Served with a slice of the loaf was a sundried tomato coulis and a thick balsamic glaze. After chilling for 24 hours, the flavors of the roasted vegetables deeply complimented each other and the goat cheese provided a salty bite to the overall dish. It was simple, but decadent and elegant as well.
Next, after several more questions and toasts (and many wine refills thanks to Pepe), Liz moved on to the main course, Seafood en Parchment. First, she made an herb butter, combining softened unsalted butter with bright basil, thyme, parsley and garlic. She then cut a large piece of parchment paper into a heart shape and brushed it with melted butter. She layered chiffoned zucchini, summer squash, leeks, carrots and red baby potatoes on the bottom before stacking 2 jumbo shrimp, a thick 4-ounce seabass fillet and 2 large scallops on top. 2 thick slices of herb butter followed before Liz folded and secured the parchment and popped it into the oven.
When it arrived in front of me, I cut open the top of the parchment to release the steam and was greeted by the delightful scent of perfectly cooked seafood. The scallops were tender and creamy, the shrimp delicately pink and the sea bass, well, let’s just say I’ll be cooking that more often. The overall dish was light and flavorful.
After a final toast, Liz closed the show, leaving her audience full of wonderful food and maybe a bit buzzed from bottomless wine. We realized before the show started that we had been seated next to Liz’s parents, Paula and Whitey.
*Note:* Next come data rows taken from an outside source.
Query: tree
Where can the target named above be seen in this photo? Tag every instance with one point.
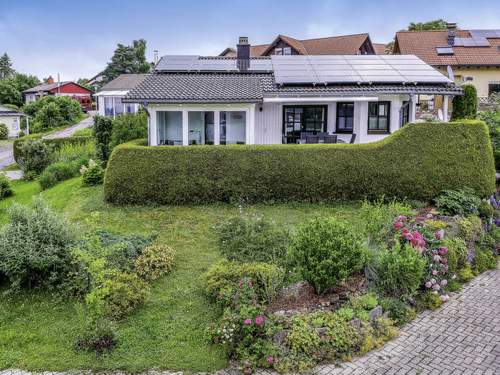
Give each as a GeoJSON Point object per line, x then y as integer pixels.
{"type": "Point", "coordinates": [6, 69]}
{"type": "Point", "coordinates": [127, 59]}
{"type": "Point", "coordinates": [439, 24]}
{"type": "Point", "coordinates": [465, 106]}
They were a fun couple, taking the brunt of many jokes when Liz poked fun at them during the show. You could see instantly that they were a close and loving family.
Shortly after the taping ended, we continue to chat with Paula and Whitey. Of course, my blogger cards were out the whole time and after about 10 minutes, Liz came back to the set to chat with her guests. I think I monopolized her a bit. My aunt snapped about a million pictures of me behind the set and if I do say so myself, I look good back there. And the best part of it was that Liz, although incredibly successful for someone so young (she’s even got restaurant openings in the works!), was completely down-to-earth and fun-loving, someone I would hang out with, someone my friends would love.
After thanking her and saying good-bye to her parents, we left Boston around 9:30. Not ready to end the night just yet, Aunt Deb, Uncle Gene and I head to the Red Rock Bistro in Swampscott for an after-dinner drink (more wine, please!) Once home, I fell promptly fell asleep on the couch til about 3AM when Giada diLaurentis’ voice woke me up. I slept like a rock the rest of the night.
I highly recommend The Rustic Kitchen for a special occasion or just to sample their wine list. Or splurge and go see The Cooking Show. Either way, don’t forget to make a reservation before hand. This place is sure to get super popular very fast. Oh and Food Network, give Liz her own show, ya hear?